Sometimes synchronicities occur like little ripples riding to shore. For example, the morning after I posted my last entry (004: "There Once Was a World"), in which I mention congregation Emanu-El B'ne Jeshurun in Milwaukee, I was about to sit down to meditate, when the phone rang. It was a telemarketer. I went back to my chair. About 10 seconds later, the phone rang again. I almost didn't answer it but decided on impulse to pick it up. To my great surprise, it was the wife of Rabbi Herbert A. Friedman, my beloved childhood rabbi, who conducted my bat mitzvah at Temple Emanu-El nearly 50 years ago (find his remarkable autobiography here). Rabbi Friedman is 89 years old now, and was not able to make the call himself, but his wife wanted to thank me for the prayer book I sent him, so she just decided to pick up the phone, which I almost didn't answer . . .
Then this morning another ripple: After Shabbat services I was walking back to the parking lot when a young man I hadn't spoken to in a long time (I'll call him Rick) was walking behind me and called out my name. He asked me how I was doing. I told him that I was thinking about this morning's Torah portion—the part when Moses balks at God's assignment to speak to the people, but God tells him to just do it and God will tell him what to say.
I told Rick that I was thinking about this because I've been doing a lot of public speaking about my book lately, and I never know exactly what I'm going to say until I say it, and even when I carefully plan a talk, I often say something entirely different. Rick said he gives talks that way, too, and then asked me what my book was about. I told him about my being estranged from my son, Adam, for more than 11 years and then finding a 19th-century prayer book, called Hours of Devotion, that contained a prayer for a mother who was missing her son. I told him that within about six weeks of finding that book, Adam was back in my life—in part, because that prayer had given me the courage to reach out to him again.

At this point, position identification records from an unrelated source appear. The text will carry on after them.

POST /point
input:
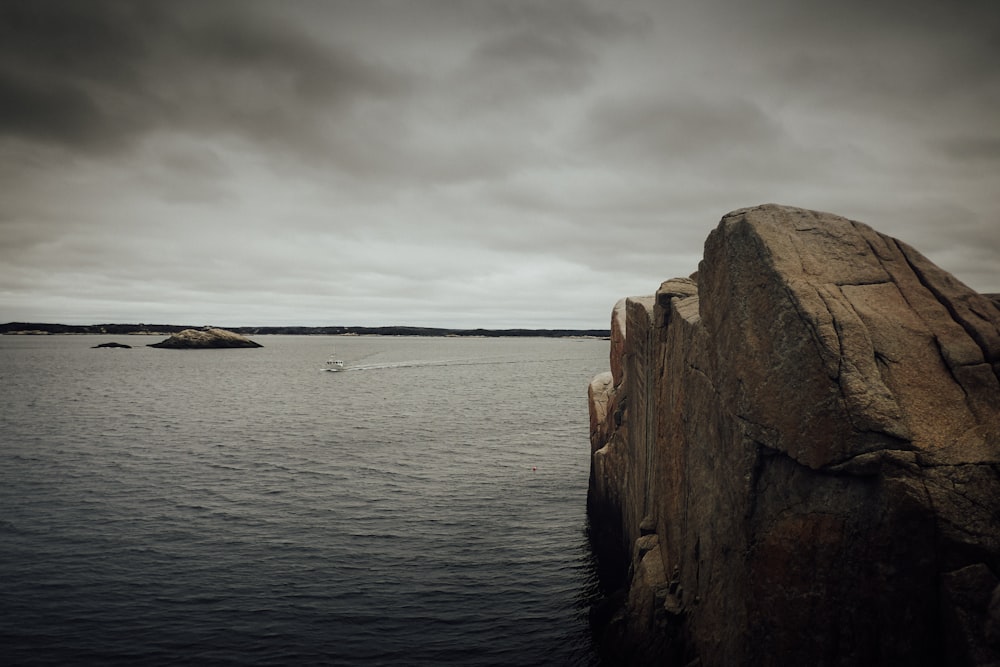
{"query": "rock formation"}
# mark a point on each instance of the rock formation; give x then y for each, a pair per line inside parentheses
(796, 456)
(205, 338)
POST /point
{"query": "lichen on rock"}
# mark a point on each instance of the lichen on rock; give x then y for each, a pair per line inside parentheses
(195, 339)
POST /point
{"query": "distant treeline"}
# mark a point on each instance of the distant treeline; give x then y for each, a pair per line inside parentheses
(154, 329)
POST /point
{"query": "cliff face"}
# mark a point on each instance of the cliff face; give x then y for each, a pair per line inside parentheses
(796, 455)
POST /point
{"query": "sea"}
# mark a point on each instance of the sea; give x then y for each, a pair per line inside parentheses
(425, 506)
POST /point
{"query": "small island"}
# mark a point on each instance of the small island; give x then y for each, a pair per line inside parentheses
(201, 339)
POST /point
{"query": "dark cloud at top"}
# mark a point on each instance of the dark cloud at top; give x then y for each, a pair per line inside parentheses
(413, 162)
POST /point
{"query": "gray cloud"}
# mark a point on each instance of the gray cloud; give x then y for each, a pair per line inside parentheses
(460, 163)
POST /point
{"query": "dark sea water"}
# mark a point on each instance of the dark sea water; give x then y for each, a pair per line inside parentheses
(425, 507)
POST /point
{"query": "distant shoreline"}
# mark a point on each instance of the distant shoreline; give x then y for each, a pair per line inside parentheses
(32, 328)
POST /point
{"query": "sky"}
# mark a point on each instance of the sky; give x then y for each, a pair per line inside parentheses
(468, 163)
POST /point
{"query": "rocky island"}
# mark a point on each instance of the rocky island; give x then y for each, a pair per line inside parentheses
(198, 339)
(796, 456)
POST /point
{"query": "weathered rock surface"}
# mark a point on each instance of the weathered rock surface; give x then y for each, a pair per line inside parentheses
(796, 455)
(205, 338)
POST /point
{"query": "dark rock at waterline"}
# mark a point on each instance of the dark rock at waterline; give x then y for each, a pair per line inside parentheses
(197, 339)
(796, 455)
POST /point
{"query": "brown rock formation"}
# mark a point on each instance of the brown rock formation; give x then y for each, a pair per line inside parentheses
(197, 339)
(799, 460)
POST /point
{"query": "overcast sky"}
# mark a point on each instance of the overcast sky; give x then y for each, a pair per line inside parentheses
(468, 163)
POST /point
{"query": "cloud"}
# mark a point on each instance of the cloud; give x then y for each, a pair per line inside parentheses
(440, 162)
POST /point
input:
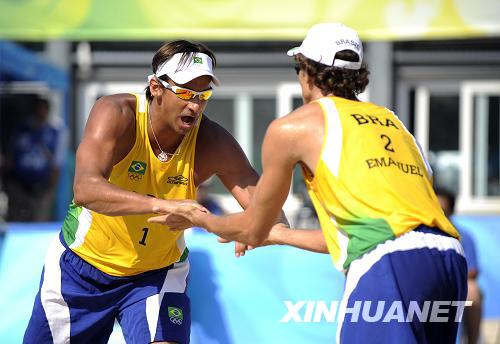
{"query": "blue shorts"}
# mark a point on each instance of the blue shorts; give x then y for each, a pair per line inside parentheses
(79, 303)
(414, 283)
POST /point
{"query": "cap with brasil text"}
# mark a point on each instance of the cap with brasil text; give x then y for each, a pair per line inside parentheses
(196, 65)
(325, 40)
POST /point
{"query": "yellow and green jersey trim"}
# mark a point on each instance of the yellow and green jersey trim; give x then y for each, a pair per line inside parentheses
(372, 182)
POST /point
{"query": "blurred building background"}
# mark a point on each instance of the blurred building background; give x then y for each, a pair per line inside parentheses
(436, 63)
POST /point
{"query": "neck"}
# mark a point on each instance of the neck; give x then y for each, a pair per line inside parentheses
(158, 130)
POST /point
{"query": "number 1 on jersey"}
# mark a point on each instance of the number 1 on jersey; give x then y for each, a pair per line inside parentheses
(143, 240)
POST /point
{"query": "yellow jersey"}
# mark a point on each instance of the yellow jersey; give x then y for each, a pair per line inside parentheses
(372, 182)
(129, 245)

"I was estranged from my mother for more than 11 years, too—12 years, actually," Rick said.
"Really?" I replied. Ever since the book came out four months ago, many people have confided their personal stories of estrangement, but virtually all of them have been parents, or relatives of parents. This is the first time I'd encountered a young person who went through what my son did—and under very similar circumstances.
He said he would read my book. I gave him my card. Maybe we'll talk. We'll let God tell us what to say.